July 1 is the kickoff to the second half of a calendar year, or a new fiscal year for many school districts, companies and some government jobs.
For Notre Dame this year, July 1 marked a relatively quiet entrance into the Big Ten Conference — in hockey, that is.
After four seasons in the 12-team Hockey East, the Notre Dame hockey program officially was welcomed this weekend as the newest member of the seven-team Big Ten on the ice rink.
Popular opinion years ago held that Notre Dame and the Big Ten were an “all or nothing” proposition. Either the Fighting Irish would join the league in all sports — most notably football — or they could forget about any association with the league. That’s part of why Notre Dame joined the ACC in 2013. There, the Irish found an excellent home for almost all of their Olympic Sports, but overall still maintained their coveted football independence. It is a “partial” football member that generally faces five ACC teams per year in the sport as a form of compromise, but it is not involved in the league standings.
Another exception to the ACC affiliation was hockey, mainly because the league doesn’t carry hockey. Consequently, Notre Dame found a new home with Hockey East.
While the league was exceptional competitively, it was not practical from a travel/fiscal standpoint, nor in creating rivalries with buzz (other than traditional power Boston College).
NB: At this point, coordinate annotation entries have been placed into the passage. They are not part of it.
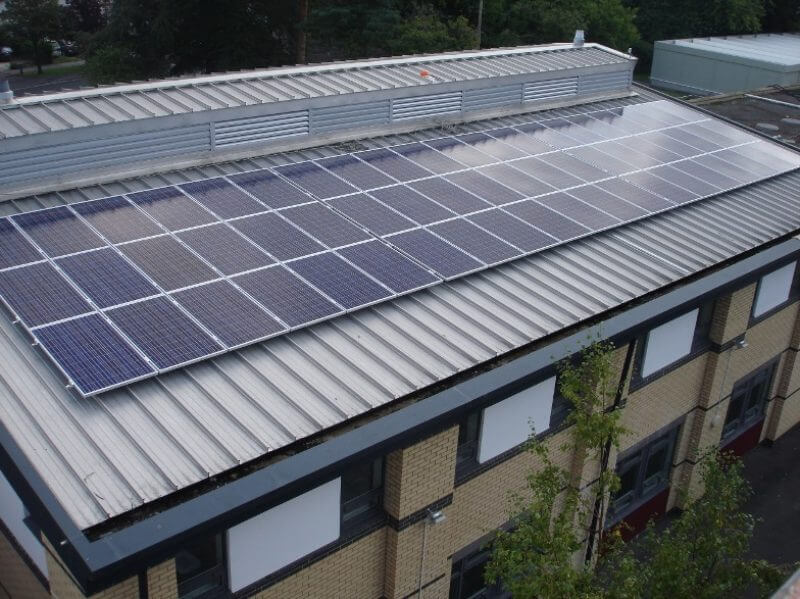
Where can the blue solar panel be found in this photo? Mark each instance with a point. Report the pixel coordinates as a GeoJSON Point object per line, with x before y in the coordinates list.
{"type": "Point", "coordinates": [475, 241]}
{"type": "Point", "coordinates": [388, 266]}
{"type": "Point", "coordinates": [271, 189]}
{"type": "Point", "coordinates": [371, 214]}
{"type": "Point", "coordinates": [339, 280]}
{"type": "Point", "coordinates": [222, 198]}
{"type": "Point", "coordinates": [171, 208]}
{"type": "Point", "coordinates": [315, 180]}
{"type": "Point", "coordinates": [14, 248]}
{"type": "Point", "coordinates": [229, 314]}
{"type": "Point", "coordinates": [413, 205]}
{"type": "Point", "coordinates": [58, 231]}
{"type": "Point", "coordinates": [168, 263]}
{"type": "Point", "coordinates": [435, 253]}
{"type": "Point", "coordinates": [225, 249]}
{"type": "Point", "coordinates": [276, 235]}
{"type": "Point", "coordinates": [286, 296]}
{"type": "Point", "coordinates": [106, 277]}
{"type": "Point", "coordinates": [117, 219]}
{"type": "Point", "coordinates": [165, 334]}
{"type": "Point", "coordinates": [39, 294]}
{"type": "Point", "coordinates": [393, 164]}
{"type": "Point", "coordinates": [356, 172]}
{"type": "Point", "coordinates": [92, 354]}
{"type": "Point", "coordinates": [325, 225]}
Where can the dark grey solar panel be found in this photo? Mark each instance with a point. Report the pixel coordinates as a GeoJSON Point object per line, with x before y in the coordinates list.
{"type": "Point", "coordinates": [491, 146]}
{"type": "Point", "coordinates": [39, 294]}
{"type": "Point", "coordinates": [271, 189]}
{"type": "Point", "coordinates": [519, 140]}
{"type": "Point", "coordinates": [58, 231]}
{"type": "Point", "coordinates": [315, 180]}
{"type": "Point", "coordinates": [594, 196]}
{"type": "Point", "coordinates": [434, 161]}
{"type": "Point", "coordinates": [222, 198]}
{"type": "Point", "coordinates": [117, 219]}
{"type": "Point", "coordinates": [171, 208]}
{"type": "Point", "coordinates": [449, 196]}
{"type": "Point", "coordinates": [325, 225]}
{"type": "Point", "coordinates": [106, 277]}
{"type": "Point", "coordinates": [661, 187]}
{"type": "Point", "coordinates": [14, 248]}
{"type": "Point", "coordinates": [167, 262]}
{"type": "Point", "coordinates": [515, 179]}
{"type": "Point", "coordinates": [286, 296]}
{"type": "Point", "coordinates": [356, 172]}
{"type": "Point", "coordinates": [277, 236]}
{"type": "Point", "coordinates": [512, 229]}
{"type": "Point", "coordinates": [635, 195]}
{"type": "Point", "coordinates": [485, 188]}
{"type": "Point", "coordinates": [463, 153]}
{"type": "Point", "coordinates": [413, 205]}
{"type": "Point", "coordinates": [339, 280]}
{"type": "Point", "coordinates": [475, 241]}
{"type": "Point", "coordinates": [225, 249]}
{"type": "Point", "coordinates": [435, 253]}
{"type": "Point", "coordinates": [548, 221]}
{"type": "Point", "coordinates": [92, 354]}
{"type": "Point", "coordinates": [371, 214]}
{"type": "Point", "coordinates": [393, 164]}
{"type": "Point", "coordinates": [165, 334]}
{"type": "Point", "coordinates": [588, 216]}
{"type": "Point", "coordinates": [388, 266]}
{"type": "Point", "coordinates": [228, 313]}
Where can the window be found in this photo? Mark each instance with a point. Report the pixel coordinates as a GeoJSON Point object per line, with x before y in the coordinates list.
{"type": "Point", "coordinates": [466, 579]}
{"type": "Point", "coordinates": [362, 490]}
{"type": "Point", "coordinates": [747, 402]}
{"type": "Point", "coordinates": [643, 473]}
{"type": "Point", "coordinates": [200, 569]}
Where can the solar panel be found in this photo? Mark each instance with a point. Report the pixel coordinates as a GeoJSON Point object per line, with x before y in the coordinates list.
{"type": "Point", "coordinates": [92, 354]}
{"type": "Point", "coordinates": [388, 266]}
{"type": "Point", "coordinates": [58, 231]}
{"type": "Point", "coordinates": [435, 253]}
{"type": "Point", "coordinates": [277, 236]}
{"type": "Point", "coordinates": [165, 334]}
{"type": "Point", "coordinates": [167, 262]}
{"type": "Point", "coordinates": [117, 219]}
{"type": "Point", "coordinates": [270, 189]}
{"type": "Point", "coordinates": [286, 296]}
{"type": "Point", "coordinates": [222, 198]}
{"type": "Point", "coordinates": [228, 313]}
{"type": "Point", "coordinates": [38, 294]}
{"type": "Point", "coordinates": [339, 280]}
{"type": "Point", "coordinates": [106, 277]}
{"type": "Point", "coordinates": [14, 248]}
{"type": "Point", "coordinates": [225, 249]}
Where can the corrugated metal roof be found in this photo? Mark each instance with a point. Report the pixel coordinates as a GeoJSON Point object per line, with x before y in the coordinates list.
{"type": "Point", "coordinates": [109, 454]}
{"type": "Point", "coordinates": [116, 104]}
{"type": "Point", "coordinates": [780, 49]}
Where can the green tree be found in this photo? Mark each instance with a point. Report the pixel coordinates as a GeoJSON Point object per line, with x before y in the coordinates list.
{"type": "Point", "coordinates": [33, 23]}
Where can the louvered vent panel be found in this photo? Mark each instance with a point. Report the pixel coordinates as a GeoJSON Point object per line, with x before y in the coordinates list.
{"type": "Point", "coordinates": [550, 88]}
{"type": "Point", "coordinates": [492, 97]}
{"type": "Point", "coordinates": [425, 106]}
{"type": "Point", "coordinates": [63, 159]}
{"type": "Point", "coordinates": [262, 128]}
{"type": "Point", "coordinates": [350, 116]}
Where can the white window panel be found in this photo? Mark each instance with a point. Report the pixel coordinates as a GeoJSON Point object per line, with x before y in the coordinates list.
{"type": "Point", "coordinates": [508, 423]}
{"type": "Point", "coordinates": [774, 289]}
{"type": "Point", "coordinates": [268, 542]}
{"type": "Point", "coordinates": [669, 342]}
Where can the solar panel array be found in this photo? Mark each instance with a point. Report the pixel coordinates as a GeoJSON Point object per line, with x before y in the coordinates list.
{"type": "Point", "coordinates": [125, 287]}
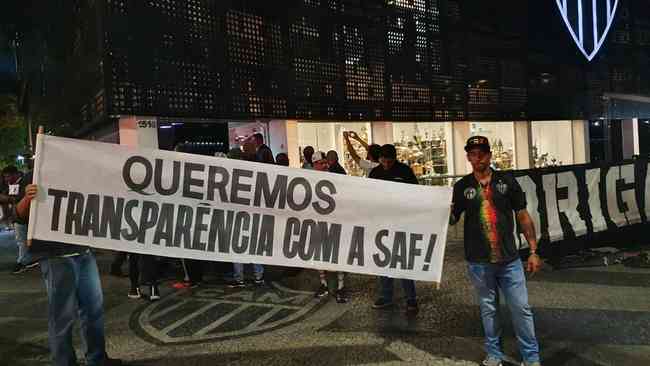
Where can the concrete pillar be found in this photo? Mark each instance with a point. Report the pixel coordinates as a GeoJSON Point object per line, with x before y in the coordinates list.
{"type": "Point", "coordinates": [580, 132]}
{"type": "Point", "coordinates": [461, 131]}
{"type": "Point", "coordinates": [523, 143]}
{"type": "Point", "coordinates": [637, 141]}
{"type": "Point", "coordinates": [449, 141]}
{"type": "Point", "coordinates": [629, 128]}
{"type": "Point", "coordinates": [283, 138]}
{"type": "Point", "coordinates": [139, 131]}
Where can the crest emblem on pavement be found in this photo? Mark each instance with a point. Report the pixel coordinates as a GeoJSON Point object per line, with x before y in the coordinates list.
{"type": "Point", "coordinates": [215, 313]}
{"type": "Point", "coordinates": [588, 22]}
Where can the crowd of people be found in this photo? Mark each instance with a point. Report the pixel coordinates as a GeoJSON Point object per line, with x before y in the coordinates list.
{"type": "Point", "coordinates": [490, 201]}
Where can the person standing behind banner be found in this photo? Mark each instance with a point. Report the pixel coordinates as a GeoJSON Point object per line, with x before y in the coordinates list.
{"type": "Point", "coordinates": [282, 159]}
{"type": "Point", "coordinates": [74, 291]}
{"type": "Point", "coordinates": [308, 154]}
{"type": "Point", "coordinates": [393, 170]}
{"type": "Point", "coordinates": [330, 163]}
{"type": "Point", "coordinates": [16, 183]}
{"type": "Point", "coordinates": [143, 267]}
{"type": "Point", "coordinates": [249, 153]}
{"type": "Point", "coordinates": [263, 153]}
{"type": "Point", "coordinates": [372, 158]}
{"type": "Point", "coordinates": [488, 198]}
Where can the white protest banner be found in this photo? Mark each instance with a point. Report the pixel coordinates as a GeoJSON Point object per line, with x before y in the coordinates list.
{"type": "Point", "coordinates": [190, 206]}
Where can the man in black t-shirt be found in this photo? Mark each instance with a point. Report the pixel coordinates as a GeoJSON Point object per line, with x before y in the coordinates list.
{"type": "Point", "coordinates": [490, 200]}
{"type": "Point", "coordinates": [393, 170]}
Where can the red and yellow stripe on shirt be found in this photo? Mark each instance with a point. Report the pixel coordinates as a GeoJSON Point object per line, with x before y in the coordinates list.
{"type": "Point", "coordinates": [489, 218]}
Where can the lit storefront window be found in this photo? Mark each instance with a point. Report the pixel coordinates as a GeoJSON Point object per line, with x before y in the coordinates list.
{"type": "Point", "coordinates": [325, 136]}
{"type": "Point", "coordinates": [502, 137]}
{"type": "Point", "coordinates": [423, 146]}
{"type": "Point", "coordinates": [552, 143]}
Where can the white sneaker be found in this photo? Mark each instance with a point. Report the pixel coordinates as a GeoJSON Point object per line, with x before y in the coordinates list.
{"type": "Point", "coordinates": [490, 361]}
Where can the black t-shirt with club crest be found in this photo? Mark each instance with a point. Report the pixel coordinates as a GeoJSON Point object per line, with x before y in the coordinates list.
{"type": "Point", "coordinates": [489, 216]}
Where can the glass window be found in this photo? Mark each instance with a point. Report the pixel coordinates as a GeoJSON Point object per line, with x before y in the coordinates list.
{"type": "Point", "coordinates": [423, 146]}
{"type": "Point", "coordinates": [502, 142]}
{"type": "Point", "coordinates": [552, 143]}
{"type": "Point", "coordinates": [325, 136]}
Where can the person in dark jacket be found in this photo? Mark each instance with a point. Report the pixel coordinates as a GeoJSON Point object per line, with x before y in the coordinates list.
{"type": "Point", "coordinates": [263, 153]}
{"type": "Point", "coordinates": [74, 291]}
{"type": "Point", "coordinates": [393, 170]}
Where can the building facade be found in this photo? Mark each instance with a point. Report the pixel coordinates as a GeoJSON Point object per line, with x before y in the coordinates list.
{"type": "Point", "coordinates": [423, 74]}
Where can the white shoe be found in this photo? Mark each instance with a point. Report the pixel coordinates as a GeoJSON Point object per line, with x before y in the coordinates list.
{"type": "Point", "coordinates": [491, 362]}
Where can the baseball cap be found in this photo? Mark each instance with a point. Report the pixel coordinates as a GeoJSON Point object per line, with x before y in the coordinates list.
{"type": "Point", "coordinates": [477, 142]}
{"type": "Point", "coordinates": [319, 155]}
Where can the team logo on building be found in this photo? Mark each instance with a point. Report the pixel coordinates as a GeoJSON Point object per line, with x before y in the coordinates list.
{"type": "Point", "coordinates": [588, 22]}
{"type": "Point", "coordinates": [470, 193]}
{"type": "Point", "coordinates": [502, 187]}
{"type": "Point", "coordinates": [217, 313]}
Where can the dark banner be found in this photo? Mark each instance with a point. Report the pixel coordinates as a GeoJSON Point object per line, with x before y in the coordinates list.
{"type": "Point", "coordinates": [586, 206]}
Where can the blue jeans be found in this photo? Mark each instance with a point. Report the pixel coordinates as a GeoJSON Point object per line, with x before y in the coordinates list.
{"type": "Point", "coordinates": [238, 269]}
{"type": "Point", "coordinates": [74, 291]}
{"type": "Point", "coordinates": [510, 278]}
{"type": "Point", "coordinates": [21, 240]}
{"type": "Point", "coordinates": [387, 288]}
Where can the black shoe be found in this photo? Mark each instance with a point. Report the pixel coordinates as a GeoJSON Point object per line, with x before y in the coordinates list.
{"type": "Point", "coordinates": [112, 362]}
{"type": "Point", "coordinates": [116, 271]}
{"type": "Point", "coordinates": [237, 284]}
{"type": "Point", "coordinates": [154, 295]}
{"type": "Point", "coordinates": [134, 293]}
{"type": "Point", "coordinates": [341, 296]}
{"type": "Point", "coordinates": [382, 303]}
{"type": "Point", "coordinates": [412, 307]}
{"type": "Point", "coordinates": [19, 268]}
{"type": "Point", "coordinates": [322, 291]}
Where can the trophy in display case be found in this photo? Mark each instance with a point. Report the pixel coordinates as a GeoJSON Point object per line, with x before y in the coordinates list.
{"type": "Point", "coordinates": [346, 159]}
{"type": "Point", "coordinates": [502, 158]}
{"type": "Point", "coordinates": [425, 153]}
{"type": "Point", "coordinates": [543, 160]}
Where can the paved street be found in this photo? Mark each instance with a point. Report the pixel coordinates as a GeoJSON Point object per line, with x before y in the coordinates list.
{"type": "Point", "coordinates": [597, 316]}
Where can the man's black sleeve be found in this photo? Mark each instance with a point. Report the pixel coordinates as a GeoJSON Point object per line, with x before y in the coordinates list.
{"type": "Point", "coordinates": [517, 196]}
{"type": "Point", "coordinates": [458, 202]}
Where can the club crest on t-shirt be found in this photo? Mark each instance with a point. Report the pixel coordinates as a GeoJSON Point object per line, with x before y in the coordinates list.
{"type": "Point", "coordinates": [502, 187]}
{"type": "Point", "coordinates": [470, 193]}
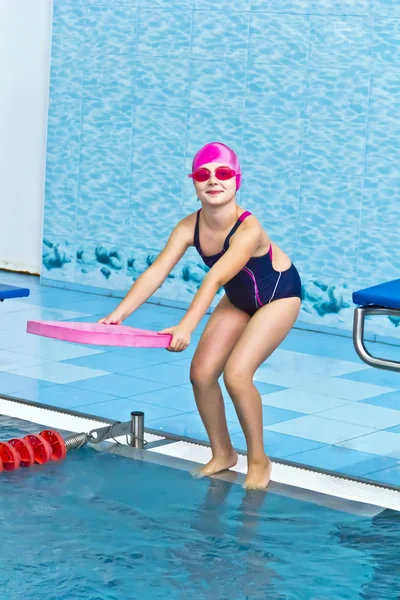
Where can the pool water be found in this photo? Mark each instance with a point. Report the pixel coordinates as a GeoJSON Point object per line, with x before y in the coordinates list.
{"type": "Point", "coordinates": [104, 527]}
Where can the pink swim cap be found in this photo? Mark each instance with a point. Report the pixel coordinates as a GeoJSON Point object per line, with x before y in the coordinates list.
{"type": "Point", "coordinates": [217, 152]}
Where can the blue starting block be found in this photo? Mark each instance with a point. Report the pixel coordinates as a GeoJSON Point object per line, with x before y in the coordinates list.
{"type": "Point", "coordinates": [383, 300]}
{"type": "Point", "coordinates": [10, 291]}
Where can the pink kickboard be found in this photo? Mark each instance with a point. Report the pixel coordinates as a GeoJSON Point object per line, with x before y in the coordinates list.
{"type": "Point", "coordinates": [99, 334]}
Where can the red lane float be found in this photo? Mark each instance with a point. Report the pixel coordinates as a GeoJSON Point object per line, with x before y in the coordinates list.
{"type": "Point", "coordinates": [41, 448]}
{"type": "Point", "coordinates": [25, 450]}
{"type": "Point", "coordinates": [9, 457]}
{"type": "Point", "coordinates": [58, 447]}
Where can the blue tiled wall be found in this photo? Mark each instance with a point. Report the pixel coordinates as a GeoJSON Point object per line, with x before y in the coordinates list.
{"type": "Point", "coordinates": [306, 91]}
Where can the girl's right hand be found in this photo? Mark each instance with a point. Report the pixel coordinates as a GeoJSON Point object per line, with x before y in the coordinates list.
{"type": "Point", "coordinates": [114, 318]}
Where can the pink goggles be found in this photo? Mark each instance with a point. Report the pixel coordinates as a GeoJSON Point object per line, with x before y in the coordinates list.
{"type": "Point", "coordinates": [222, 173]}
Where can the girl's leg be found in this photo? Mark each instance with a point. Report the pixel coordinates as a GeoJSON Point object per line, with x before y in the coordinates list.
{"type": "Point", "coordinates": [265, 331]}
{"type": "Point", "coordinates": [220, 336]}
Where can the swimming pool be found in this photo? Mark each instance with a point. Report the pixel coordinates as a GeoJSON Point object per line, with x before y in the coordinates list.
{"type": "Point", "coordinates": [103, 527]}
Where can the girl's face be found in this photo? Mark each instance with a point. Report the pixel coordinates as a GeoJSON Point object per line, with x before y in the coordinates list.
{"type": "Point", "coordinates": [219, 188]}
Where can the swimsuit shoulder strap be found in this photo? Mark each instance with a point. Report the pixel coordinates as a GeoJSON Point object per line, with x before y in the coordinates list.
{"type": "Point", "coordinates": [196, 238]}
{"type": "Point", "coordinates": [240, 220]}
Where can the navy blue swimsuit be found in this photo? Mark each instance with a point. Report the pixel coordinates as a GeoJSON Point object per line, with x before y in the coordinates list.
{"type": "Point", "coordinates": [257, 283]}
Weekend series’ against Vermont, New Hampshire, Maine, Merrimack, UMass, Northeastern, UMass Lowell et al are not going to generate the same type of enthusiasm at the Midwest school as when one says Michigan, Ohio State, Minnesota….
What evolved was a mutually beneficial union.
On Notre Dame’s side, the travel will be more regional and cost effective, and the rivals are much more recognized. For the Big Ten, it adds a marquee name to a conference that needed more than the six hockey members it had last year: Michigan, Michigan State, Minnesota, Ohio State, Penn State and Wisconsin. The Big Ten did the same when it added the Johns Hopkins men’s and women’s lacrosse programs to the league as well to enhance it with more teams and star power.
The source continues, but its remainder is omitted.